Bir varmış bir yokmuş, evvel zaman içinde kalbur saman içinde, develer tellal, pireler berber iken ben anamın beşiğini tıngır mıngır sallarken eski zamanlarda adı sanı unutulmuş bir köy varmış. Bu köyde saçları dalgalı ve kızıl renginde, gözleri okyanus mavisi güzel mi güzel bir kız yaşarmış. Bu kızın ismi Bilge’ymiş. Bilge gününü köyün tamir işlerini yaparak geçiriyormuş. Sonra bir gün arkadaşı Mehmet ona kuzuların dağa kaçtığını söylemiş. Bilge buna çok üzülmüş ve hemen kuzularını bulmak için dağa gitmiş. Yolda bir fare görmüş. Ama fare konuşuyormuş. Fare şöyle demiş: Merhaba ben Fifi.
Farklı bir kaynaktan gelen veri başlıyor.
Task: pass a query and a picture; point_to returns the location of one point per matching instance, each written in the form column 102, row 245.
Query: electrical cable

Burada ne arıyorsunuz? Bilge de ona kuzularımız dağa kaçtı, ben de onları aramaya geldim demiş. Fare şaşırarak dağa mı demiş. Dağda kar fırtınası var şuanda oraya gidemezsiniz. Ama Bilge onu dinlemeyip gitmiş. Sonra biraz daha ilerlemiş ve kurtlar, ayılar ve kuzuları donmuş görmüş. Ama onun kuzuları değilmiş. Çünkü onun kuzularının tüyleri uzunmuş. Donan kuzuların tüyleri kesilmiş olduğu için donmuşlar. Bilge yerde donmayan bir hayvan görmüş. Bu hayvan mor renkli bir bebek serçeymiş. Bilge serçeyi kucağına alıp ısıtmış ve kucaklamış.  Serçe’ye adın ne diye sormuş. Serçe Pufpuf demiş ve kuzuları dağdan inerken gördüğünü söylemiş. Bilge de dağdan aşağı inmiş. Eve giderken kuzuları görmüş ama sırtlan kuzuların tam yanındaymış. Sırtlan tam kuzuları yiyecekken, Bilge’ye de saldırmış. Birdenbire biri gelmiş ve Bilge’yi kurtarmış. Aslında o bu ülkenin Prensi imiş. Bu prens sarı saçlı, kahverengi gözlü ve kısa boyluymuş. Herkes ona Küçük Prens diyormuş. Bilge bu prensi görünce ona aşık olmuş. Sonra Prens ona yerde bulduğu içi mor dışı siyah parlayan bir taştan yüzük yapmış ve onu Bilge’ye vermiş. Sonra da prens onu şatosuna götürüp ona bir taç takmış ve Bilge de bu ülkenin prensesi olmuş.